SON YILLARDA BÜYÜK PARALAR HARCANARAK ÖNEMLİ PROJELER YAPILIYOR FAKAT BİRKAÇ BÖLÜM SONRA YAYINDAN KALDIRILIYOR. SEBEPLERİ NELERDİR.
Farklı anlatımlı, hikayesi olan önemli işler bir anda yayından kaldırılıyor. Neden kaldırılıyor, Raiting düşük olduğu için. Bu işler izlenen rağbet gören işler. Etrafımdaki insanlardan dizilerin çok iyi olduğu söyleniyor. Hikaye, kadro harika ama neye göre kalkıyor inanın bende şaşırıyorum.
SON YILLARDA GÜNEYDOĞU DİZİLERİ VE FİLMLERİ ÇOK REVAÇTA. ERZURUM'U DA BU POPÜLERLİK ÇEMBERİNE SOKUP BURADA DA DİZİ VE FİLMLER ÇEVRİLMESİNİ SAĞLAYAMAZ MIYIZ?
Erzurum’da bir şeyler yapılması gerekiyor öncelikle. Bura da bir şeyler yapamayız. Mesela bir Dadaş film festivalimiz var. 9 yıldır devam etmeye çalışan, ayakta durmaya çalışan bir etkinliğimiz, festivalimiz var. Filmlerle insanlar arasında bir köprü kuruluyor. Yapılması gereken Dadaş film festivalini, Kar film festivalini duyurmamız ayaklandırmamız gerekiyor. Bu etkinlikleri yapan kurum ve insanlara destek olunması gerekiyor. Bu işi yapan emekçilere festivallerimize katılımlarını sağlamamız gerekiyor. Bu sayede festivallerimiz büyür ve takip edilir hale gelebilir. Ben bu konuda üstüme düşen görevi fazlasıyla yapmaya çalışıyorum.
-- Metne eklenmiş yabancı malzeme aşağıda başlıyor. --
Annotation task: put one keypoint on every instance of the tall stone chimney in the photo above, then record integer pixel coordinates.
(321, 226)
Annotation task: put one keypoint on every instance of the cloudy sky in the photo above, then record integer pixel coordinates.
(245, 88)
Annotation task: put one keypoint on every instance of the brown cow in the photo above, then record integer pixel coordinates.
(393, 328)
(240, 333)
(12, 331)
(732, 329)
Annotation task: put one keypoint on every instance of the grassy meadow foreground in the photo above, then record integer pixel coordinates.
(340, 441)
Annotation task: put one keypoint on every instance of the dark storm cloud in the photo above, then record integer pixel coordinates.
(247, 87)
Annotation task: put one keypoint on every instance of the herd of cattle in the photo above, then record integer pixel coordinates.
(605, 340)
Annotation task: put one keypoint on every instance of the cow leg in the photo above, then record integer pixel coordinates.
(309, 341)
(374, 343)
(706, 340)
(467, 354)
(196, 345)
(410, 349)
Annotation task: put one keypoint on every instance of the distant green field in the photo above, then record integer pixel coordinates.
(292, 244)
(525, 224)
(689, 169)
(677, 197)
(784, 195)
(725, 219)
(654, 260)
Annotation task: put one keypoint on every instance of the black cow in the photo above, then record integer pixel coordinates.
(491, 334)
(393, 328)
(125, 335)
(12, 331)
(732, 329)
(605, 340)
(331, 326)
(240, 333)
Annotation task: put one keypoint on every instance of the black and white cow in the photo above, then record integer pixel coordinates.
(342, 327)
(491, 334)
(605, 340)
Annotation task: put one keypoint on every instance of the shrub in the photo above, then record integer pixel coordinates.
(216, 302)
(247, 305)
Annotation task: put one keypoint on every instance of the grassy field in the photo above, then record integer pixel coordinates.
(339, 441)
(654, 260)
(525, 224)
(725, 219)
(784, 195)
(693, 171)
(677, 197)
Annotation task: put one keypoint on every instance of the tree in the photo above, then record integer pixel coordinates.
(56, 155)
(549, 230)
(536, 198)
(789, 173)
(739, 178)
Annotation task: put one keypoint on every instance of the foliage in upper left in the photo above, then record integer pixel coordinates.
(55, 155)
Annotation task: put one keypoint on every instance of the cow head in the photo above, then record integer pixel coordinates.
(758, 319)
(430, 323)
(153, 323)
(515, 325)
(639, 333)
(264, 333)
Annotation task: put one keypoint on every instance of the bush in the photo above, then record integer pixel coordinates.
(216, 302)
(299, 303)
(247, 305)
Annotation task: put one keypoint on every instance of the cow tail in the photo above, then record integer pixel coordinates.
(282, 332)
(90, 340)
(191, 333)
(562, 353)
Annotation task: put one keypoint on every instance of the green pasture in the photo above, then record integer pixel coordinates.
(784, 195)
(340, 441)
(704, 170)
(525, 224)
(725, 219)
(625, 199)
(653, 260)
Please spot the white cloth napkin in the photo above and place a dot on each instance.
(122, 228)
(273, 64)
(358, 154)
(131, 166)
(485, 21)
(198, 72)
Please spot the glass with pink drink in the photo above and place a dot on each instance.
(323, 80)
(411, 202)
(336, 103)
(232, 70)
ERZURUM DEYİNCE NELER HİSSEDİYORSUNUZ?
Çocukluğum geçiyor, ablam evlendiğinde ablamın yanında 1.5 sene kaldım dizlerime kadar kara bata bata yürüdüğüm günleri hatırlarım. Oraki arkadaşlarımı hatırlıyorum, hatırladığım o kadar ok şey var ki Erzurum’a dair. Herkesin bildiği şeyler var zaten, soğuğunu, buz gibi akan suyunu, şimdi bile çeşmeyi açıp suyu rahatlıkla içebilirsiniz. Misafirperverliği, Erzurum’da kim olursa olsun gidin birine herkes sizi davet eder. Yardım etmeyi çok severiz.”